Australia’s national median full-time salary sits at approximately AUD 83,000–94,000 per year in 2026, depending on the data source. The AUD 70,000 floor of our target band is slightly below the median — capturing roles such as allied health professionals, junior accountants, trade apprentices completing their certifications, and graduate engineers in their first or second year of post-qualification work. The AUD 120,000 ceiling, by contrast, represents the upper-middle tier: experienced software engineers, specialist nurses, senior civil engineers, and chartered accountants with five or more years of post-qualification experience.

For skilled migrants specifically, the average earnings range of AUD 90,000–120,000 is well-documented across ICT, healthcare, and engineering sectors — meaning that a well-prepared migrant with relevant qualifications and a positive skills assessment is likely to land within this band rather than at its edges. The key variable is city: Sydney and Melbourne salaries run 10–15% above the national average for equivalent roles, while Adelaide, Brisbane, and regional areas may pay 5–10% below — but with correspondingly lower living costs that often equalise purchasing power.
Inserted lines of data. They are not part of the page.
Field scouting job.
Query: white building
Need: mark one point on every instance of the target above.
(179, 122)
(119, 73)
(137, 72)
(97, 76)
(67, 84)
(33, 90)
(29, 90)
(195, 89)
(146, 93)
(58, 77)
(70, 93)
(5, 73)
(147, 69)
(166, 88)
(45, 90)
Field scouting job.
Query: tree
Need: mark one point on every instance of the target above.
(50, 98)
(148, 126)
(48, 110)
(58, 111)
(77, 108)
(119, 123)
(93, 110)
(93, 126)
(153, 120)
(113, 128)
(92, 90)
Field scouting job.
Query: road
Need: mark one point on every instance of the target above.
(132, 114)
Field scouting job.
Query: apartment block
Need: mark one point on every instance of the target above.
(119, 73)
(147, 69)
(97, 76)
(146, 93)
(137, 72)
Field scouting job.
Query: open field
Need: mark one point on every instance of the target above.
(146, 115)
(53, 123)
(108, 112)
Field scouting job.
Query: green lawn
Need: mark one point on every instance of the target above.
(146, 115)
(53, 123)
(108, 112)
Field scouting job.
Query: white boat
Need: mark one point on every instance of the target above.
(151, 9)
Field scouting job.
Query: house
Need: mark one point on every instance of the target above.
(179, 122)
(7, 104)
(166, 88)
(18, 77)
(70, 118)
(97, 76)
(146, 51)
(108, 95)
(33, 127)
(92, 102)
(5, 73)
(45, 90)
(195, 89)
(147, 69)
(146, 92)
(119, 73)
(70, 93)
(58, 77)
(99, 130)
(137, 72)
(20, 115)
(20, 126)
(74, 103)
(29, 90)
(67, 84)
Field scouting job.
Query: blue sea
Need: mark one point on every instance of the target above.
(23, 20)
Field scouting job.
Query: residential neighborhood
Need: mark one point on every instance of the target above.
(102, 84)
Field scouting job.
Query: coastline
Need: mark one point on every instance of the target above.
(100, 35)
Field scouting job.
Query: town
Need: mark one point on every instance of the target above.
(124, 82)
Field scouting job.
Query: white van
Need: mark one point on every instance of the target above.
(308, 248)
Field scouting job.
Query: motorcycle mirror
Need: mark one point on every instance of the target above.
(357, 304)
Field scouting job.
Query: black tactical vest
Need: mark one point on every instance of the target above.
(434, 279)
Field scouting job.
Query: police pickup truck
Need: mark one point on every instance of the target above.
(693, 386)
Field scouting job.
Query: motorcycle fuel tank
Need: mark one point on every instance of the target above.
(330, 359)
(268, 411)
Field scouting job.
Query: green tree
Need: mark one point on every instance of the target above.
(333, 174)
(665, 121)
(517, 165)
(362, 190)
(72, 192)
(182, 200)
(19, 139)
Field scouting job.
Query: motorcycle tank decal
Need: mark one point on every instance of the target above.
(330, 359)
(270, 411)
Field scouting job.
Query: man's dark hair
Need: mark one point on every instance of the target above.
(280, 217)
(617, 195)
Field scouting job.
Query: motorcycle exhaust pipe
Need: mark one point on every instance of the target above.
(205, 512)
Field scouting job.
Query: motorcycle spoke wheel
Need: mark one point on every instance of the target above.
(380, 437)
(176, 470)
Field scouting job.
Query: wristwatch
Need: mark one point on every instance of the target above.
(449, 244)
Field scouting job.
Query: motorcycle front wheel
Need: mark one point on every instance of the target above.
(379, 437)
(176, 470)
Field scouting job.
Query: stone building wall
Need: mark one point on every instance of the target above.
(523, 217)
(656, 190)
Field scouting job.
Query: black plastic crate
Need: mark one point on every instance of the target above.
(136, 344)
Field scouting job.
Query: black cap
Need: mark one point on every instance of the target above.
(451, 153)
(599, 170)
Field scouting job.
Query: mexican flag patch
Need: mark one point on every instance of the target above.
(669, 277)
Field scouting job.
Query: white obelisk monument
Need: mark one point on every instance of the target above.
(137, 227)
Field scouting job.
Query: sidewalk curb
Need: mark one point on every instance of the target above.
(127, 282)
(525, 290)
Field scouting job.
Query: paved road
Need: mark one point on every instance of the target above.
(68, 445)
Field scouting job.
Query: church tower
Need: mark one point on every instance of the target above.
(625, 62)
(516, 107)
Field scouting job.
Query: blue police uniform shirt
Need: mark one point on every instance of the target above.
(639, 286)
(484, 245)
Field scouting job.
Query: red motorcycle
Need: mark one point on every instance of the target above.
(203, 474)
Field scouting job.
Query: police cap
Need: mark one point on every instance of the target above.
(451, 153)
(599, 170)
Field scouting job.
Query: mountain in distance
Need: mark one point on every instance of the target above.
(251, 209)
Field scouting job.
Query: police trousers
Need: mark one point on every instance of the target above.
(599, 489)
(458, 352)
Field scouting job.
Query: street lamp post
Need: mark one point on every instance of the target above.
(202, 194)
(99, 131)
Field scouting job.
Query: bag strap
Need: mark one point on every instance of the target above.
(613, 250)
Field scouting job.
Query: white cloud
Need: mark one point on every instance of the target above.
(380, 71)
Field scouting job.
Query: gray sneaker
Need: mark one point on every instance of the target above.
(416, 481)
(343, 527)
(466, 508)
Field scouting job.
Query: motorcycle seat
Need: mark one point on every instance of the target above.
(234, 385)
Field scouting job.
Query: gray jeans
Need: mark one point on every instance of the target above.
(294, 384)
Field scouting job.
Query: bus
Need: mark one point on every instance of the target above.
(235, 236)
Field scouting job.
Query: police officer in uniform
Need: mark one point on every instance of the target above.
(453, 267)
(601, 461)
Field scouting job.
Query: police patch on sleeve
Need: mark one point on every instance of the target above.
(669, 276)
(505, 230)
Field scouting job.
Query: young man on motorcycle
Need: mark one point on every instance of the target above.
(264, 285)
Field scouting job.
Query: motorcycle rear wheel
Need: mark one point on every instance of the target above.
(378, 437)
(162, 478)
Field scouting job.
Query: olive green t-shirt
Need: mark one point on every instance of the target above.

3. City-by-City Salary Comparison: Sydney vs the Rest of Australia

Australia is not a single job market. Each major city has a distinct economic profile, sectoral strengths, cost of living, and state nomination program — all of which affect the real value of any salary you receive. The comparison below captures the most important variables for a migrant evaluating where in Australia to focus their job search.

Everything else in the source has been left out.